Soziale Missstände: Blick auf den Schlaatz

Es muss auch der Blick auf den Schlaatz gerichtet werden. Was tut die Stadt Potsdam in ihrem Problemviertel, das trotz jahrelanger starker Bemühungen, trotz der „Schlaatzer Allianz“, immer wieder abzurutschen droht, in dem soziale Missstände die Menschen, die es trotz des angespannten Wohnungsmarkts in Potsdam noch vermögen, zum Wegzug treiben? In dem die Zahl der Kinder, die ohne Frühstück in die Schule geschickt werden, immer größer geworden ist über die Jahre.

Der mutmaßliche Täter hat sich die beiden Kinder dort geholt, wo er das für sein Ansinnen einfachste Umfeld vermutete: im Wohngebiet am Schlaatz und am Berliner Landesamt für Gesundheit und Soziales (Lageso), wo das Land Berlin es seit Monaten nicht vermag, die Ausnahmesituation der zahlreichen Flüchtlinge, die sich dort registrieren müssen, in den Griff zu bekommen.
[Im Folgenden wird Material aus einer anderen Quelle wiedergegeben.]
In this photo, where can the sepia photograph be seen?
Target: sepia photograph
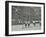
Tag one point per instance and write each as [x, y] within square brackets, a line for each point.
[25, 18]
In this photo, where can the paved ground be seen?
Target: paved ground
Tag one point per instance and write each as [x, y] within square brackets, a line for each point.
[22, 27]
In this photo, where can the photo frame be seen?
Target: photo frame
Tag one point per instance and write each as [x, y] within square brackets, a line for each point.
[24, 18]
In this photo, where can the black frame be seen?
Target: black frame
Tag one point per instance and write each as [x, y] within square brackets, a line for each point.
[7, 16]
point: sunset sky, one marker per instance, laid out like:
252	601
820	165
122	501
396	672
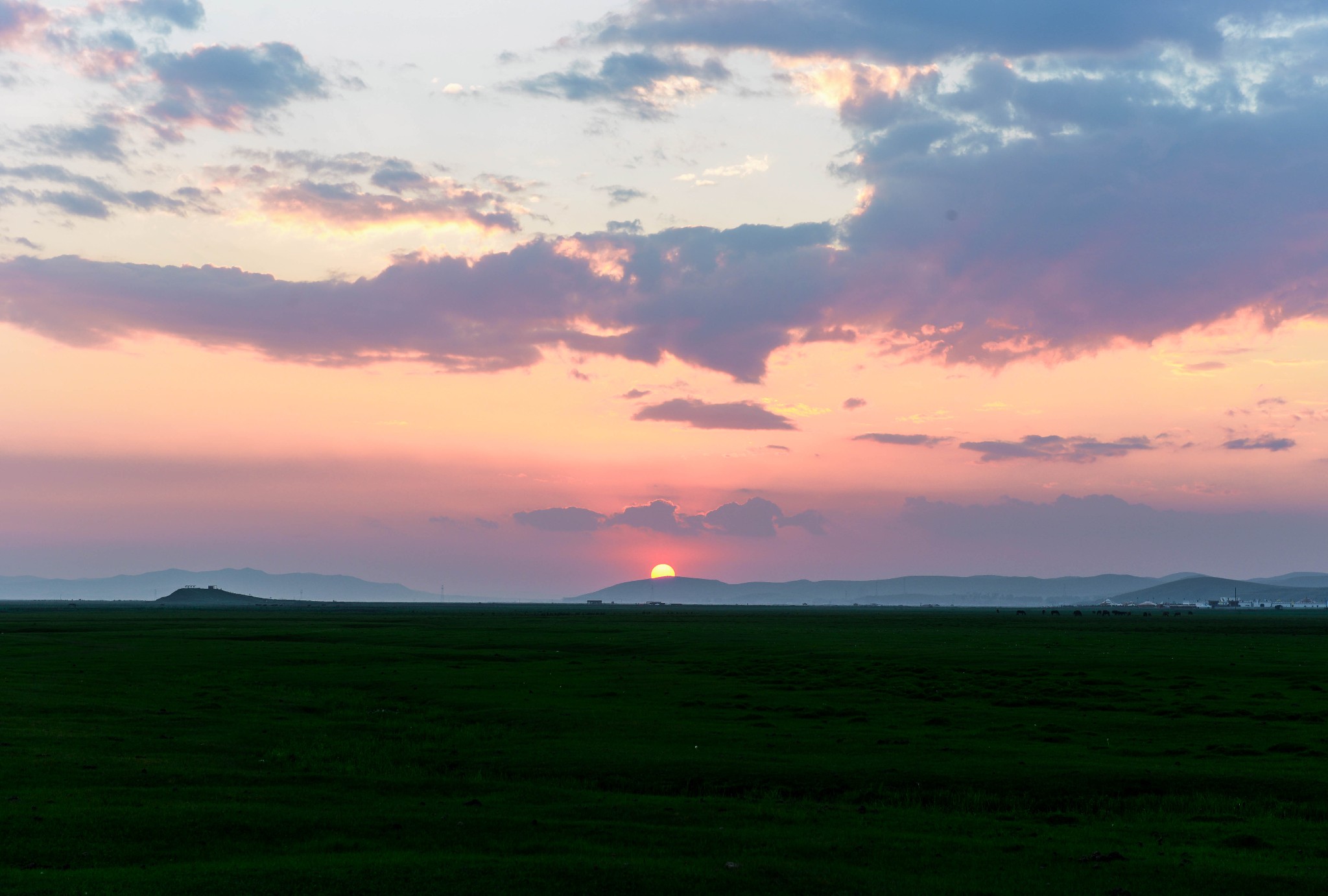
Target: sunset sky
525	298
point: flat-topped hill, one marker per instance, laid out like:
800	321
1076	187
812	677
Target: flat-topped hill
210	598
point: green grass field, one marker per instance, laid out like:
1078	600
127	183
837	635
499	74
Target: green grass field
661	750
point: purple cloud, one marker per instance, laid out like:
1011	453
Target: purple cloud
1261	443
895	438
229	87
717	299
645	84
752	518
1074	449
561	519
703	414
914	32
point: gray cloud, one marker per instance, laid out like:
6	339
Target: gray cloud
1262	442
561	519
752	518
1097	194
895	438
645	84
96	140
716	299
703	414
229	87
347	205
619	195
1074	449
1102	533
630	228
181	14
760	518
88	197
658	515
18	18
902	31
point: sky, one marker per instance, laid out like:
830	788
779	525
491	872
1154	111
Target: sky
521	299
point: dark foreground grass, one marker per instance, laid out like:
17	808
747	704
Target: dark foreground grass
670	750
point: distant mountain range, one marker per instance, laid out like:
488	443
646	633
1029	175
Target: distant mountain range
1201	590
149	585
969	591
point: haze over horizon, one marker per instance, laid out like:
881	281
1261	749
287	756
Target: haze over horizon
529	298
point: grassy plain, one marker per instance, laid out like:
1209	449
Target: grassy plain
660	750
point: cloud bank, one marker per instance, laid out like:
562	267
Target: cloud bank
752	518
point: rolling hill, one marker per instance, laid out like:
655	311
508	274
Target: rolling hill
292	585
978	591
1201	590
Die Schwachen jedoch, sie brauchen besonderen Schutz.

Vorbild Drewitz

Dass es geht, wie es geht, zeigt Potsdam im Übrigen gleich nebenan in Drewitz, ebenso Plattenbau-Viertel mit Brennpunkt-Diagnose. Dort wurde etwas bewegt. Rein räumlich, mit dem Umbau zur Gartenstadt, der öffentliche Räume geschaffen hat, die es auch sind, nicht mehr anonym. Und es wurde ein neues, stärkeres soziales Netz gespannt.

Was bleibt also? Die schmerzhafte Frage, ob wir alles getan haben. Ob wir heute alles tun. Und ob wir manches, Elias und Mohamed wegen, wirklich anders machen werden.